Der Hund von Blackwood Castle sollte ja ein Jubiläumsfilm für die Edgar-Wallace-Serie werden. Warum hat man da ausgerechnet auf einen Plot von Conan Doyle zurückgegriffen ? Wer weiß…
Man hat sich redlich bemüht, eine Menge Versatzstücke aus den Werken des „Gothic Grusel“ in den Film hineinzupressen. Doch wenn ich mir mit wohligem Behagen eine viktorianische Schauermär angucken will, dann sollte diese schon in der Originalzeit spielen und nicht achtzig Jahre später, wo nun eine komplett andere Stimmung herrscht. Da wirkt ein Butler mit Kleidung aus dem 18. Jahrhundert nur deplaziert, genauso auch, wenn die Heldin des Stückes zuerst wie die Piratenjenny auftaucht. Später hüpft sie dann ja dankenswerterweise recht unbekümmert im kurzen Höschen zwischen all den älteren Bösewichten herum, was zwar besser aussieht, aber nicht eben glaubwürdig ist. Das gesamte Interieur einschließlich der künstlichen Spinnweben wirkt ziemlich billig, die Farben sind schlecht, die Gruseleffekte (Skelett, Schlange) hier eher nur peinlich und lieblos aneinandergereiht. Auch der Spannungsaufbau vermag mich nicht zu überzeugen – im einen Moment läuft ein Mann sorglos einen Waldweg entlang, im nächsten rennt er panisch und gehetzt im Gestrüpp umher, weil irgendwo in der Ferne ein Hund heult.
Da wird aus nächster Nähe auf eine Frau geschossen, und man sieht nicht mal einen bescheidenen Blutfleck. Und die höchstmögliche kriminalistische Leistung von Sir John ist es, irgendwann nach vielen Toten herauszufinden, dass alle Beteiligten mal zusammen auf dem Schiff des scheinbar verstorbenen Kapitäns Wilson angeheuert hatten. Respekt ! Kein Wunder, wenn es da nie bei einer Leiche blieb…

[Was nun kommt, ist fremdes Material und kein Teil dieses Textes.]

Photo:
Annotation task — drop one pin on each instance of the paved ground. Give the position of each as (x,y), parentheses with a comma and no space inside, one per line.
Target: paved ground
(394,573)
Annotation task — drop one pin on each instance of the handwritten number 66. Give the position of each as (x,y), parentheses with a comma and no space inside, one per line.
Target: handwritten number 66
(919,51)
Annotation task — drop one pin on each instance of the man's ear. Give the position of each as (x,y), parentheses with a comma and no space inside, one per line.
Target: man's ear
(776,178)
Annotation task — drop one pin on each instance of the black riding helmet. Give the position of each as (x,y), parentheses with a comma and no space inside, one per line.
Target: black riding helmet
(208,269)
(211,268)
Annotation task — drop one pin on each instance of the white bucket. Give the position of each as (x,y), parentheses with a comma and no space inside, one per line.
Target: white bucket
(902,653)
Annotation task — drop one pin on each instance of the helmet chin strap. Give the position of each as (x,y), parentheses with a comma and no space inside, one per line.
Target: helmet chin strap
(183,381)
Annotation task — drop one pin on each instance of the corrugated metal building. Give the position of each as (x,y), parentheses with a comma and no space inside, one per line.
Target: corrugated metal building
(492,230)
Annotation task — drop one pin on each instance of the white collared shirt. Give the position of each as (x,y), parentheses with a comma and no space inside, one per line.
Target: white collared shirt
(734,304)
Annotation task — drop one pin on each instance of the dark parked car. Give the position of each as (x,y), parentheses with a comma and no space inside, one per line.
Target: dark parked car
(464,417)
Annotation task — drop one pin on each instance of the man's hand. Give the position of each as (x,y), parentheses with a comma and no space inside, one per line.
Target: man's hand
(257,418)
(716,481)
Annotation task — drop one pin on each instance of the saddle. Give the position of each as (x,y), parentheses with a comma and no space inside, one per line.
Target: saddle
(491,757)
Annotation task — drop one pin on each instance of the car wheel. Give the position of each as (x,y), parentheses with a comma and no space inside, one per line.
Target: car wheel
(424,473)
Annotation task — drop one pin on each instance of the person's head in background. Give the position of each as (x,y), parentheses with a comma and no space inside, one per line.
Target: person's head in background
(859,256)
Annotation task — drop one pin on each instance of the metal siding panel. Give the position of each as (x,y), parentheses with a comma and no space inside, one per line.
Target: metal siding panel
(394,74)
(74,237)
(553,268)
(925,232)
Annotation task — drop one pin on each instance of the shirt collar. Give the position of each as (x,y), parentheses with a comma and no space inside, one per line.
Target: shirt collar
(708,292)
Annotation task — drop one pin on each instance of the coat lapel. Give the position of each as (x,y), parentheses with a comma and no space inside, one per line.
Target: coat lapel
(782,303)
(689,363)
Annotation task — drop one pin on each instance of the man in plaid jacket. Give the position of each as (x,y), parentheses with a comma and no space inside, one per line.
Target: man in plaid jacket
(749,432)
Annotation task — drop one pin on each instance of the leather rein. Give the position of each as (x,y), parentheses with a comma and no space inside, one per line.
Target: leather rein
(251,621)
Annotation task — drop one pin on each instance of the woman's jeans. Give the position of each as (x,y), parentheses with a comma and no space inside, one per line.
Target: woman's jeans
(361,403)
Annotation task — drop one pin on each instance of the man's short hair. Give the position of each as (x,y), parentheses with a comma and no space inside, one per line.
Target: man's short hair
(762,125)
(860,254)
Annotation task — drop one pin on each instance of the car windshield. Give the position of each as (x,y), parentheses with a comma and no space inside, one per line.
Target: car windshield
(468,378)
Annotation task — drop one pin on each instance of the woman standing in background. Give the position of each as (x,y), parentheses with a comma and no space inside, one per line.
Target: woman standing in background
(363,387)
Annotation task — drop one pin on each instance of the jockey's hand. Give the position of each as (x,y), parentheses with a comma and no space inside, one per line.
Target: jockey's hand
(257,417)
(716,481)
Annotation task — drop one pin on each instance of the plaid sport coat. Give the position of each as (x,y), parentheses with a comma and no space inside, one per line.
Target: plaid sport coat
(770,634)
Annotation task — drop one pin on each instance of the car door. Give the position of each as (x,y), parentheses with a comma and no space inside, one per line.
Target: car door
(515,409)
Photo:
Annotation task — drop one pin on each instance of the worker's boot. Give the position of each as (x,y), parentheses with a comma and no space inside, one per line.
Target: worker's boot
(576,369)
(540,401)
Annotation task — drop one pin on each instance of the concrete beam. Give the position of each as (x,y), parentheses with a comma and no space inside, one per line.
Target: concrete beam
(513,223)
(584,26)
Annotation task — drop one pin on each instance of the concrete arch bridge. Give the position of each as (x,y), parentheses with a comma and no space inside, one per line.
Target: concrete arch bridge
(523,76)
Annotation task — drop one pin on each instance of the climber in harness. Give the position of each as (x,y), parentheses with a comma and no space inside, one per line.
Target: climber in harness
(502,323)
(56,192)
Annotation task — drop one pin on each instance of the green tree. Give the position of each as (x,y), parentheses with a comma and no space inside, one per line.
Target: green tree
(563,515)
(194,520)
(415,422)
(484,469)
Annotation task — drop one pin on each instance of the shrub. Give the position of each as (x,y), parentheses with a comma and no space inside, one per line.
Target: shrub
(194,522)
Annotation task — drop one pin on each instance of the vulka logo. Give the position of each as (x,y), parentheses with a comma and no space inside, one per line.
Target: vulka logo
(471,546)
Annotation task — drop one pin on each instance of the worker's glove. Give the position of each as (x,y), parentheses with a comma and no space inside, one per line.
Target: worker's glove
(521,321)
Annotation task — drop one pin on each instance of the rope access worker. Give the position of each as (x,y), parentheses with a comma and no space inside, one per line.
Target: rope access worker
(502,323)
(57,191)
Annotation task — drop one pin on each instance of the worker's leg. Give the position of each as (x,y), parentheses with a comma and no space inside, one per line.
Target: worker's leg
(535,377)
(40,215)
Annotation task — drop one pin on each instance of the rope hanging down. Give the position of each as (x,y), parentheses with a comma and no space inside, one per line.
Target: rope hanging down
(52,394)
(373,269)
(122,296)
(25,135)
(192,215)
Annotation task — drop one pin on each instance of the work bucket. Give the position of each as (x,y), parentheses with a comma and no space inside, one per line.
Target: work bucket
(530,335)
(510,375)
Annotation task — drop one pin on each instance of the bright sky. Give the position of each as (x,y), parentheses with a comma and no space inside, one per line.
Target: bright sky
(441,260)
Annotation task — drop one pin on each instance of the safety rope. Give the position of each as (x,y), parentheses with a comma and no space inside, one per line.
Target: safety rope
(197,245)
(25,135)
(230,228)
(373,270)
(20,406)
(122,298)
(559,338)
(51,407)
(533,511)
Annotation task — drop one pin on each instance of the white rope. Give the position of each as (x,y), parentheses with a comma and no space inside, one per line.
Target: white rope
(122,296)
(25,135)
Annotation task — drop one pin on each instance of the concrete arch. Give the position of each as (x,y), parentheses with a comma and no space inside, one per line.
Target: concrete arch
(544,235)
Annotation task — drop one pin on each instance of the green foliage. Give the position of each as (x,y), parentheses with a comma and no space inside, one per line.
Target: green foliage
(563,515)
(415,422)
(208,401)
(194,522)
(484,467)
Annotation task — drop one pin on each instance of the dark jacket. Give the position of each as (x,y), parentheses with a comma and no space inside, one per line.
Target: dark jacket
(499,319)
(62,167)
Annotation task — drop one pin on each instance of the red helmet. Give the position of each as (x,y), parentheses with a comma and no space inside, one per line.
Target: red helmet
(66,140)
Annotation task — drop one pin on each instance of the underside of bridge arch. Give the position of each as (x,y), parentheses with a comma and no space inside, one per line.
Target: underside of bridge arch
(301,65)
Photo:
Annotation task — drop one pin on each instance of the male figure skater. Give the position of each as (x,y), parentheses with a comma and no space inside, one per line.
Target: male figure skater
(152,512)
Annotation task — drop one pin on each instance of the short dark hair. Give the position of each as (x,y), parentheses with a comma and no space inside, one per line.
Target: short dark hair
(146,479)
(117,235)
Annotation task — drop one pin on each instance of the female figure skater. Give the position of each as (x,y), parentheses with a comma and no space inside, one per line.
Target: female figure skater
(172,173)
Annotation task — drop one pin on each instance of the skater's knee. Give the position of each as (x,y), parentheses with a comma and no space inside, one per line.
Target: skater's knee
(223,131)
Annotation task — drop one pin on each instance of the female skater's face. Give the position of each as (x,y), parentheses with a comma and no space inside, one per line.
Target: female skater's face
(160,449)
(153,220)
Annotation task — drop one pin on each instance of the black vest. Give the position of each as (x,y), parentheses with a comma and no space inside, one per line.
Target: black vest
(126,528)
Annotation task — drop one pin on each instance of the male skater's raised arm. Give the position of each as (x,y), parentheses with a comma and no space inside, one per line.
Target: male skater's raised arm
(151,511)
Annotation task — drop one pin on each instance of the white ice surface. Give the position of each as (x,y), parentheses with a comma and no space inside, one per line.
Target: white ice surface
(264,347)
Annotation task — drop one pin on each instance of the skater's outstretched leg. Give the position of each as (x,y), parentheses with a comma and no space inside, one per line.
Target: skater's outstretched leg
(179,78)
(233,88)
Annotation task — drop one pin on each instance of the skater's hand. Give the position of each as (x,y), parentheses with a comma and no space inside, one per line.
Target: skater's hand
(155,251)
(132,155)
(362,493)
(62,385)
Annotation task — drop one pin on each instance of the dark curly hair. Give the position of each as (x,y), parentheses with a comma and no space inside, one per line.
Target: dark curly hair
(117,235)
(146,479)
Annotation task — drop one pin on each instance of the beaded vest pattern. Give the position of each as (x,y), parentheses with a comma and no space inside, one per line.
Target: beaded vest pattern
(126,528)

Ehrlichgesagt kann ich leider nicht in den Lobgesang auf den Hund mit einstimmen. Konnte mit dem Film noch nie etwas anfangen, besonders wegen der komplett sinnfreien Handlung. Warum das alles ? Beim Mönch 2 ging es ja bei all den Wirrnissen noch um eine Millionenerbschaft, doch warum bringt der raffgierige Kapitän im Hund all seine Kumpane um ? Die komplett aufwändige Art und Weise, mit Gift-Hund, ist natürlich dem Reißerischen der Serie geschuldet und zwar Unsinn, aber nicht schlimmer als bei anderen Filmen. Nur hätte er doch mit seinen Millionen in aller Ruhe verduften können, ohne die ganze Geschichte um Mord und Totschlag in Gang zu setzen, mal abgesehen davon, warum seine Exkumpane so lange stillgehalten haben. Warum hat er seiner Tochter überhaupt das Schloss vermacht, wenn er sie dann wieder von dort wegekeln will ? Sollte eine Leiche, die schon längere Zeit in einem Sarg liegt, nicht mal mit gewissen biologischen Erscheinungen zu kämpfen haben ? Das fällt niemandem auf. Ansonsten gibt es noch eine Menge zu bekritteln, der Quatsch mit der ungeladenen Pistole etwa oder, wie schon angemerkt, die zeitlichen Unstimmigkeiten mit Heinz Draches Seitenwechsel. Wieso starrt er so ungläubig und in Gedanken versunken auf Wilsons funktionierende Armbanduhr (damals musste man sie täglich aufziehen), wenn er doch schon lange sein Komplize ist und ihn am Leben weiß. Und wieso geht der Sarg nur vom Schachspiel aus zu öffnen ? Gibt es da überhaupt eine einigermaßen sinnvolle Erklärung ? Und warum setzt der seltsame Doktor überhaupt die Exfrau von Wilson auf die Sache mit an? Macht gar keinen Sinn. Und zuguterletzt die Filmmusik – eine echte Katastrophe ! War sie beim Buckligen zumindest teilweise während der Handlung genießbar, so ist doch hier nichts mehr zu retten.

Aber, über Geschmack lässt sich nun mal streiten, oder auch nicht.
Schade, als Jubiläumsfilm hätte ich mir trotz allem mehr richtigen Wallace gewünscht. Vom großen Meister sind hier nur Andeutungen übrig geblieben…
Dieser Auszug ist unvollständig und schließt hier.